Ганзориг смотрел на близнецов. Они были не рады, но и не слишком огорчены. Очередная в меру сложная задача, которую надо решить. Он не мог на них сердиться, пытаясь представить, что сейчас происходит на другом корабле. «Я его капитан, — вдруг с ужасом подумал он, — и должен быть там, а не здесь. Я и был там! Зачем только вернулся?»

И всё же близнецы говорили правду. Увидев переводчика с топором наперевес, Ганзориг не стал бы ожидать нападения. Только не от Вальтера. «Ты пил воду, — подумал он. — Ты хотел чёртовых перемен». В его памяти возник образ жены. Она умерла для него, хотя где-то далеко, в другой стране, продолжало жить её тело. Изменения были страшными, как наблюдение за человеком, который сходит с ума.

— Мы должны подготовиться к подъёму на гору, — тем временем продолжал Джулиус. — Если Саар не успеет восстановиться, «Грифон» должен пережить его с минимальными повреждениями. Тогда у нас будет ещё немного времени. Мика, соедини нас с Евой и капитаном Ормондом.

Сон превратился в транс. Такое случалось редко. Информация была неполной, хаотичной, и когда Тома очнулась, в её голове оставалась только путаница из запахов, пространственных и тактильных ощущений. С трудом она вспомнила, где сейчас находится, и что происходило в последние часы. Она никогда не была на «Эрлике» и держала в памяти схему только тех помещений, которые проходила с Вальтером. Она проголодалась, хотела пить и с таким трудом концентрировалась, что едва отыскала в кают-компании туалет.

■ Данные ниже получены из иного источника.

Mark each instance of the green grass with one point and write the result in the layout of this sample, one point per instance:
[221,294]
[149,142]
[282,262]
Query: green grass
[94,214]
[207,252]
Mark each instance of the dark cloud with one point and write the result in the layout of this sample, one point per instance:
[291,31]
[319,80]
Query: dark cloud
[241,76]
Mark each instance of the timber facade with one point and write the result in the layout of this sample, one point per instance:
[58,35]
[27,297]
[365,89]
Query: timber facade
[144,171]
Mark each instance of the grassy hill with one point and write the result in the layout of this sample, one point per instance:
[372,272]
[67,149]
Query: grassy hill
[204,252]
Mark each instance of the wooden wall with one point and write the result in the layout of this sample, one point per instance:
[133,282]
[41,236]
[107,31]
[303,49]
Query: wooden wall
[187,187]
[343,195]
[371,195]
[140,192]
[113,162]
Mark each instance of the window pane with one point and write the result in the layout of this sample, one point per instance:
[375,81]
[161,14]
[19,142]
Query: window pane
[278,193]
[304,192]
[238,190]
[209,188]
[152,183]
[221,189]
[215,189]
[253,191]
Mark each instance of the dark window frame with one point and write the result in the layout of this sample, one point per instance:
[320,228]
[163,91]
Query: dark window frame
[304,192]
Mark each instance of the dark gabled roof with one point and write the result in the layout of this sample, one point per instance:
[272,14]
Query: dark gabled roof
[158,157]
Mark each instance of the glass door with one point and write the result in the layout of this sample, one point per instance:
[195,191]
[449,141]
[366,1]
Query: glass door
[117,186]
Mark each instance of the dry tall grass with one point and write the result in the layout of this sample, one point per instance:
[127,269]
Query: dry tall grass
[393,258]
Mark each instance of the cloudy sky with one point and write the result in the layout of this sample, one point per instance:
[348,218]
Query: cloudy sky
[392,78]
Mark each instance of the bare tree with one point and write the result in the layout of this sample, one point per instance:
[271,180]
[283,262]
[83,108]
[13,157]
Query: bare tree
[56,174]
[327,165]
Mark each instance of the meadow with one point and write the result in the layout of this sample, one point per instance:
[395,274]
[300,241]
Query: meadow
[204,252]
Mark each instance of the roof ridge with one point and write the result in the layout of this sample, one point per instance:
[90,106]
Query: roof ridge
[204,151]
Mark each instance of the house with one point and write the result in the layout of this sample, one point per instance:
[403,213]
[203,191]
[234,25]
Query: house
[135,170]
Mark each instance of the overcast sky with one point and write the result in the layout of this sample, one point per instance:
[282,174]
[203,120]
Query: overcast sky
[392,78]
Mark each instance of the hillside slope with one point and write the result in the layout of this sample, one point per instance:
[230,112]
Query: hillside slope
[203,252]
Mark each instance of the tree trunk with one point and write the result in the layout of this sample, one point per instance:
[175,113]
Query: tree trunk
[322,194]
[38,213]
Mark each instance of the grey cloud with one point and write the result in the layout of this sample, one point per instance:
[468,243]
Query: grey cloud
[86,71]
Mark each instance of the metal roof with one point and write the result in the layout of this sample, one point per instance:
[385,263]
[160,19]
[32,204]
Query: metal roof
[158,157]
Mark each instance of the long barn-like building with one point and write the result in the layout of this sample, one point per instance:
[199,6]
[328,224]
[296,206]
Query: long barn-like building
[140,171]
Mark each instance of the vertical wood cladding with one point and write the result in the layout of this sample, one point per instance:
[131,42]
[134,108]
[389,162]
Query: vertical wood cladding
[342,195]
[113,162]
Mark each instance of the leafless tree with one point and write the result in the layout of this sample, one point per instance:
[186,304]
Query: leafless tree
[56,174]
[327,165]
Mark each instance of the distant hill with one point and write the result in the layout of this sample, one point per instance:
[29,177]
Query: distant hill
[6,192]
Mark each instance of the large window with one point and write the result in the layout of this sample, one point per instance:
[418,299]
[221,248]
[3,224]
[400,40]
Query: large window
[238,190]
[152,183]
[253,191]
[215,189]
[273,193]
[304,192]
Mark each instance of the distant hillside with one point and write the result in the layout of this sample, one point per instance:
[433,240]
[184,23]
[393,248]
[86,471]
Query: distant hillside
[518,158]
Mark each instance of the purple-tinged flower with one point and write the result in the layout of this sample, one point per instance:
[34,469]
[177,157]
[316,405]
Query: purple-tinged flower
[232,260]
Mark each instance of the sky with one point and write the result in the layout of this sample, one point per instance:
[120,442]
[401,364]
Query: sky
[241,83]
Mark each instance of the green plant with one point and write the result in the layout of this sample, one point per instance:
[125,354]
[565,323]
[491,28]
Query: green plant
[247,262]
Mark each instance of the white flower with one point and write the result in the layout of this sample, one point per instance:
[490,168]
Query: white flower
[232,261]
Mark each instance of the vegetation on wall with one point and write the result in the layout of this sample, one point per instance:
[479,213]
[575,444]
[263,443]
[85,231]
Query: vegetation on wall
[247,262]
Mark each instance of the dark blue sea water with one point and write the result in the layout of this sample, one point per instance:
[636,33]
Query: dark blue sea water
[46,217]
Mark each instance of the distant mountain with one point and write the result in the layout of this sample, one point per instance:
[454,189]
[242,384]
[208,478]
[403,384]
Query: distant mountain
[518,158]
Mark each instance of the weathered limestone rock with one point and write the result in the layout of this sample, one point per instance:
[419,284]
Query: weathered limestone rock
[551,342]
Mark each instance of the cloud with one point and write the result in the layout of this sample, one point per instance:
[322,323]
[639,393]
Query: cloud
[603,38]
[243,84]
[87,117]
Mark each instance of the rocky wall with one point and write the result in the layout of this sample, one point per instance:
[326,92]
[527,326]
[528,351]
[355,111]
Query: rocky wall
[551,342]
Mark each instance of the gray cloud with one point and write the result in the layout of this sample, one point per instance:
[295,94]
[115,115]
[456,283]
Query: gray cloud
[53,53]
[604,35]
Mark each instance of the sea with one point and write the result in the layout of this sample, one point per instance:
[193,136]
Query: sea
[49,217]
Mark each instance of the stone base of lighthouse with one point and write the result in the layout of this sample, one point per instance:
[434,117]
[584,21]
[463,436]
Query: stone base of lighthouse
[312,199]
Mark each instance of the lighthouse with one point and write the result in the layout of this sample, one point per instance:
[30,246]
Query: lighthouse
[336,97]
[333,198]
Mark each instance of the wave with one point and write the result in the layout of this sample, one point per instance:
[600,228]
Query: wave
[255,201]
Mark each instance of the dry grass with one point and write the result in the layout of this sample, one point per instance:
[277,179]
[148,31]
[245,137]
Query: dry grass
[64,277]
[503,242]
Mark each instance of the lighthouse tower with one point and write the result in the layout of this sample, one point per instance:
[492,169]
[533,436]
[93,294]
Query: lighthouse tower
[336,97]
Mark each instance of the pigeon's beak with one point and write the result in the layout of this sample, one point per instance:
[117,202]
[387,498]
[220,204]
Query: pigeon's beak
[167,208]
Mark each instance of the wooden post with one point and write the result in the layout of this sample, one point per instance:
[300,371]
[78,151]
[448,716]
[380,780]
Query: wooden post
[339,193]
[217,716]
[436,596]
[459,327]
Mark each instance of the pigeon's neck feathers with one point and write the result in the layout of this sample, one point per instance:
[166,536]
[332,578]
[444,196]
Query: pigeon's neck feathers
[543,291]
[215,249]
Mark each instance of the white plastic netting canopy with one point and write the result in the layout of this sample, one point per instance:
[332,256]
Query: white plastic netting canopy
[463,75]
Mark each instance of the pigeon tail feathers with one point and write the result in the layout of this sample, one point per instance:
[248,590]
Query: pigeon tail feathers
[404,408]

Отперев дверь, Тома вышла в коридор и последовала своей мысленной схеме, но скоро остановилась у лестницы, которая шла к палубе с капитанской каютой. Здесь было что-то не так. Она осторожно обошла лестницу, спустилась к лабораториям и почувствовала, что не одна.

— Вальтер? — позвала она. Глухие звуки стихли, едва сорвавшись с губ.

— Конечно, нет, — ответил Кан. Он стоял прямо перед ней, почти вплотную. — Я как раз хотел тебя к нему проводить.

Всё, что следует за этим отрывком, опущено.